"You are an angel, and will never be anything else to me," I responded, stroking her hair.

She lay still for a moment, happy but pensive. "She shall do whatever she pleases; only it is a very much easier matter for you to be virtuous and to say, 'Let her study medicine,' than for me."

"I have not said so, dearest."

"You have thought so, though. You do not need to speak to have me know when you are thinking things. No man can possibly conceive what it means to a mother to have a daughter a radiant beauty and peculiar."

"I dare say not," I murmured, humbly.

"Especially," she continued, reflectively, "when you consider that, though society is foolish, there is really nothing else at present to take its place to give a girl what nothing else is likely to give her—I do not say nothing else can give it to her, but nothing else is in the least likely to; and when you consider the vast number of wives and mothers who have been through it all when they were young, and are charming and—yes, Fred, sensible, intelligent women to-day. I don't pretend that I myself am half what I might have been, but I went through it all as a girl without becoming absolutely vapid and volatile. Didn't I, dear?"

"You certainly did, Josephine. If Winona turns out your equal I shall be more than satisfied."

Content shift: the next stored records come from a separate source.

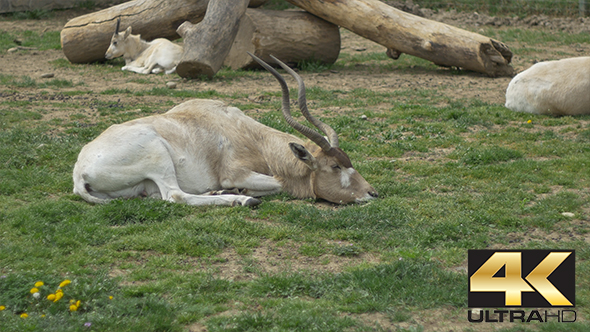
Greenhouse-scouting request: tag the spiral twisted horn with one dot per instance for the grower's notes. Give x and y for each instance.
(313, 135)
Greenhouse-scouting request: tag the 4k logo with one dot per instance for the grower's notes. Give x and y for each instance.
(521, 278)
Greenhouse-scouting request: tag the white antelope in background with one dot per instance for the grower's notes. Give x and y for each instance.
(559, 87)
(144, 57)
(203, 146)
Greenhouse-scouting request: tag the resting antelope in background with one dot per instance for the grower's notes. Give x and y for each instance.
(202, 146)
(144, 57)
(560, 87)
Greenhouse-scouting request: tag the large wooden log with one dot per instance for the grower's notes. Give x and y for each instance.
(207, 44)
(86, 38)
(292, 36)
(402, 32)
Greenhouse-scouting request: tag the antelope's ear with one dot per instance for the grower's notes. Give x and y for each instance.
(302, 154)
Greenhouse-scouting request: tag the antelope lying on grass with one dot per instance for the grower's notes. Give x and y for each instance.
(552, 88)
(203, 146)
(144, 57)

"Thank you, dear, but you mustn't say it. I do wish her to have more mind. My mind was more or less neglected; but, on the other hand, Fred, I never had the opportunity to be peculiar, for there was no chance to be in those days. Now the disease is liable to break out in any family. All we can do, Fred, is to remember that we are growing old, and to trust that the world of to-day is wiser than we."

"Amen!" I murmured.

And yet the consciousness that Josephine passed through it all and is what she is, makes me feel a little doubtful still on the score of the new dispensation, in spite of the mushrooms with rich gray gravy.